Pilling responded to Tooker rather curtly, telling him that one could “reach no satisfactory results in tracing etymologies unless you have good vocabularies of the Algonquian dialects spoken on or about Long Island, and unless you possess as well an extensive knowledge of Algonquian languages generally . . . The origin and significance of Algonquian place names is to be found by searching Algonquian languages and in no other way.”
Ives Goddard of The Smithsonian on Tooker
Ives Goddard, Smithsonian’s current expert on Native American linguistics, is less severe. He told Newsday reporter Steve Wick, that “I have read Tooker for years. I keep his book right on the shelf by my desk. I take a generous view of my predecessors. He should not be beat up today for not figuring it out. After all there were no native speakers he could have gone to to decipher the place names. His book can still contribute to our knowledge of Indian history on Long Island. And I am sure that he is right in some areas, and his cultural information is most valuable today . . . Tooker did the spade work and that is good for us today.” Historians today are willing to grant that some of Tooker’s 152 Long Island Historical Journal educated guesses about the meaning of some place names may be correct or at least close.

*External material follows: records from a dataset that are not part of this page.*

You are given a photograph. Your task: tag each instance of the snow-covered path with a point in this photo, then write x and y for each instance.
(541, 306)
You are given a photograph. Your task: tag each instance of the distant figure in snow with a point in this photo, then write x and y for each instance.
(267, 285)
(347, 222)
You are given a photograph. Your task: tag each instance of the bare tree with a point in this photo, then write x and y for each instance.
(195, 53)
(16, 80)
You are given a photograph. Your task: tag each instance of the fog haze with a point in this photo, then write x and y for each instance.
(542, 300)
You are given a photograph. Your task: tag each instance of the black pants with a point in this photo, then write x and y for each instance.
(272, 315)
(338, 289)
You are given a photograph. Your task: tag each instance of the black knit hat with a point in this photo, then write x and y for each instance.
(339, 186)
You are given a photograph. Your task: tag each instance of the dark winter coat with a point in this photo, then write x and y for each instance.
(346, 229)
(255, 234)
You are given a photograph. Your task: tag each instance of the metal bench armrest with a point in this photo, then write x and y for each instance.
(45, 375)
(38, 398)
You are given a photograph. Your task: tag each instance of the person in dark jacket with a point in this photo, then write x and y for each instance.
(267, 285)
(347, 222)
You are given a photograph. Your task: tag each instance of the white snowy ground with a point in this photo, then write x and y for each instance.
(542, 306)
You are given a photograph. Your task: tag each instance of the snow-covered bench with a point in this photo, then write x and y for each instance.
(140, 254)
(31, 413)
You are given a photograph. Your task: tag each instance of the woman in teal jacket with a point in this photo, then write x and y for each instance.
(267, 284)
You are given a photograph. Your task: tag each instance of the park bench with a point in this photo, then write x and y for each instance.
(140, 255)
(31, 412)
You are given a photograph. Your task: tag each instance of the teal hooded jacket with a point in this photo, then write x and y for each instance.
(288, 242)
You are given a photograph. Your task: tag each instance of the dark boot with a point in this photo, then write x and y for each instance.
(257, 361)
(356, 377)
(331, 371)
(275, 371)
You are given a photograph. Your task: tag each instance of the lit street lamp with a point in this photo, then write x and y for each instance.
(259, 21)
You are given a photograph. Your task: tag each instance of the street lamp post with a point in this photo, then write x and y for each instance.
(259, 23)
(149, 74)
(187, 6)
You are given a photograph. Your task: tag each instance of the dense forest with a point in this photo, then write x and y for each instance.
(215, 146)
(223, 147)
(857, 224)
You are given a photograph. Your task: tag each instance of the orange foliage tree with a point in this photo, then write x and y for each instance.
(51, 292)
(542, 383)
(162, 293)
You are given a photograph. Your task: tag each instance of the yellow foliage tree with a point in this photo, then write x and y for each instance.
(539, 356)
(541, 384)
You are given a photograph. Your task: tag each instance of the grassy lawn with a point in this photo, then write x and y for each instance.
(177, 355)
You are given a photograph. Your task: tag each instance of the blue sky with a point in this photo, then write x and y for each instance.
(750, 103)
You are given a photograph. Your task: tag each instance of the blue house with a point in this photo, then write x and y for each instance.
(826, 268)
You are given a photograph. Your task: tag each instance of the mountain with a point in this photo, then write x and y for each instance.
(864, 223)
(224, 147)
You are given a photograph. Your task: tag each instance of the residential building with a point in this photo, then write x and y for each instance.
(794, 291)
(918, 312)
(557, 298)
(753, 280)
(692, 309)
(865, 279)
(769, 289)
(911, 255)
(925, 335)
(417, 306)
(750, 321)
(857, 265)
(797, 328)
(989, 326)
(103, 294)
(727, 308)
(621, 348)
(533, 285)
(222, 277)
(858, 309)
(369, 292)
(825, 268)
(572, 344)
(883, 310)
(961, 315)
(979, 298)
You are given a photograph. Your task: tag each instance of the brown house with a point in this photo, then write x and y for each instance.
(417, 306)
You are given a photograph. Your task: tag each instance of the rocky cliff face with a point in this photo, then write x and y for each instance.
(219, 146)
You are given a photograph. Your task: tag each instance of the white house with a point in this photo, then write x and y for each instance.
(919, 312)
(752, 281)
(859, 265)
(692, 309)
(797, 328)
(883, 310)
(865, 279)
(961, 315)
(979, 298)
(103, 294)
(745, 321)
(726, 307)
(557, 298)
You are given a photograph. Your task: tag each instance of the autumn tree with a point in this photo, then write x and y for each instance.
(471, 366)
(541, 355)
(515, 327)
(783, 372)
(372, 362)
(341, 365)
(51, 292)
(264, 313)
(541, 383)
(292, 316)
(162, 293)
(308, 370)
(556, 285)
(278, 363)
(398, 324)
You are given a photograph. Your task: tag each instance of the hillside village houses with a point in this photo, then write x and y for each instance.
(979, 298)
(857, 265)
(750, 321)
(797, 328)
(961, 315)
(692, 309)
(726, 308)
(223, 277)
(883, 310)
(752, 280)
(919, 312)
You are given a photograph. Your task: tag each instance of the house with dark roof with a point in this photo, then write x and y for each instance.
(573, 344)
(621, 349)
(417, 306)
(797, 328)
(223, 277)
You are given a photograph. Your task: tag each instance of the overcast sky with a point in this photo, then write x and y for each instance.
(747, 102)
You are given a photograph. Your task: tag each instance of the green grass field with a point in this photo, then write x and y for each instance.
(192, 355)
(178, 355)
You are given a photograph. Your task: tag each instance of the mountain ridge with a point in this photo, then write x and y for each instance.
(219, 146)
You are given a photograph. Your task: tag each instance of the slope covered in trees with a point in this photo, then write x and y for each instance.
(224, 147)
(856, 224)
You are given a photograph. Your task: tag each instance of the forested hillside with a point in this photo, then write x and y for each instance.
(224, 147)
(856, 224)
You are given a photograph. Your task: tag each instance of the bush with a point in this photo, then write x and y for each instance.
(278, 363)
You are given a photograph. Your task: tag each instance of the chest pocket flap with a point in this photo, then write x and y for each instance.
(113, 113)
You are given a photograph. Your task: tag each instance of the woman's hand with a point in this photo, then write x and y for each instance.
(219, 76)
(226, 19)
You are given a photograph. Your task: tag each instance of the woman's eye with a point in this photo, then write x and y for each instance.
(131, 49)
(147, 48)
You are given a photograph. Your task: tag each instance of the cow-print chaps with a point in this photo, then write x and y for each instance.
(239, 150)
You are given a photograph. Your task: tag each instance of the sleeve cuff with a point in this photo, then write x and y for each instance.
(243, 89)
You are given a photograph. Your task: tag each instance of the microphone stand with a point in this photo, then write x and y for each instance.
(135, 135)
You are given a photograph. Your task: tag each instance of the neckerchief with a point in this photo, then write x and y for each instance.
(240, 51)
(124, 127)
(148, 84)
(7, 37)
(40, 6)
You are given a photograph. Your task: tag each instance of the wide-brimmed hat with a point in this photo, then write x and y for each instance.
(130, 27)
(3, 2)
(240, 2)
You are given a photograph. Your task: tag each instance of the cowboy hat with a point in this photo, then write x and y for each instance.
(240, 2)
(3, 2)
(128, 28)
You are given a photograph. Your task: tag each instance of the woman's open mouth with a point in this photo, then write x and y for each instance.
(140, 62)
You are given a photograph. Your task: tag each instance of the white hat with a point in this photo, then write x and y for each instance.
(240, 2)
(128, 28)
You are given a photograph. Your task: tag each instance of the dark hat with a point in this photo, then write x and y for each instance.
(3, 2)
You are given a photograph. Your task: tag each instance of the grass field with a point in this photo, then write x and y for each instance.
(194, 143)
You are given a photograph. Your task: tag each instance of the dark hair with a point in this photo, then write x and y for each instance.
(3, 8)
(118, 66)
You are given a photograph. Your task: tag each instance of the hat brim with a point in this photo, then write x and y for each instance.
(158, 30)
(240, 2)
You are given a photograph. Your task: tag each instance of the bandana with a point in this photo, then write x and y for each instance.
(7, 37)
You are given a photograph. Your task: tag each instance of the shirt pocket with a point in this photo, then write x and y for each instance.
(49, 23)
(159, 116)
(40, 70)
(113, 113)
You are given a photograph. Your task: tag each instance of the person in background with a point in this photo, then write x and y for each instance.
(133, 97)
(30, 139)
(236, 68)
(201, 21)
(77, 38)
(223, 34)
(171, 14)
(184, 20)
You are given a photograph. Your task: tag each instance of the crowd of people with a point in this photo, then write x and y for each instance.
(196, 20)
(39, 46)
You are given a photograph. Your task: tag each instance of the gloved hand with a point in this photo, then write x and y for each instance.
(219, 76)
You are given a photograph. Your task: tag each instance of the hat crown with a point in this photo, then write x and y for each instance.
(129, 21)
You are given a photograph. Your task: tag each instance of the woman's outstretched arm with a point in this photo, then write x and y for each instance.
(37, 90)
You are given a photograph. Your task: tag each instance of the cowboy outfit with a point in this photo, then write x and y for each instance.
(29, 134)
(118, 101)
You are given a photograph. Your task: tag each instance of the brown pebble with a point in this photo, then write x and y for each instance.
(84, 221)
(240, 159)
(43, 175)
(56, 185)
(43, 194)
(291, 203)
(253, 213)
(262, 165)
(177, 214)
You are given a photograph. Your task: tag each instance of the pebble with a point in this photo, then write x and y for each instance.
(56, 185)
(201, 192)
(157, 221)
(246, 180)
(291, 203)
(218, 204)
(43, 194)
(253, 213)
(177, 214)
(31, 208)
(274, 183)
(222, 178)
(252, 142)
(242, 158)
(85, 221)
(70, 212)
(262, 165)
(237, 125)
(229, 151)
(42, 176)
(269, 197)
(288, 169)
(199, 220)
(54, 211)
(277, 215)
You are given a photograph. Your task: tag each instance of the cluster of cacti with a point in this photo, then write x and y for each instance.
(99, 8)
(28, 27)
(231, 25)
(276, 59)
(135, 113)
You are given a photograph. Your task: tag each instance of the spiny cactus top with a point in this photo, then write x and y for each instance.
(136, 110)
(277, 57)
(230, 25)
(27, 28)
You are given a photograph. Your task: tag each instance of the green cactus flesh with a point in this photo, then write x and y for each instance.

Tooker may have been disappointed, but he was not discouraged by Pillings’s critique of his methods. This was fortunate because, as Goddard pointed out, Tooker’s exhaustive research in the colonial deeds and related primary documents have provided modern ethnographers with a rich data base. Scholars studying the seventeenth century deeds, for example, can consult Tooker to get the locations of boundaries, and other useful information about the historical context.2
Goddard believes Tooker’s 1911 Indian Place Names of Long Island is very good for giving accurate information on the early attestations of names, but it is not reliable for translations. There was no comparative linguistic study of Algonquian at the time, and the scientific understanding of sound systems and how to transcribe them (how to spell sounds) was only just beginning, and even what techniques existed had not become known to avocational scholars like Tooker.3
References
Tooker has created an early anthropology of the Algonquian people of Long Island, specifically he created interpretations of Indian Place names by comparing other local languages and translations, in the following books;
Indian Place-Names On Long Island and Islands Adjacent With Their Probable Significations – 1911
Some Indian Fishing Stations Upon Long Island With Historical and Ethnological Notes – 1901
The translations in these books are largely credited for the preserved place names of Long Island and local indigenous language.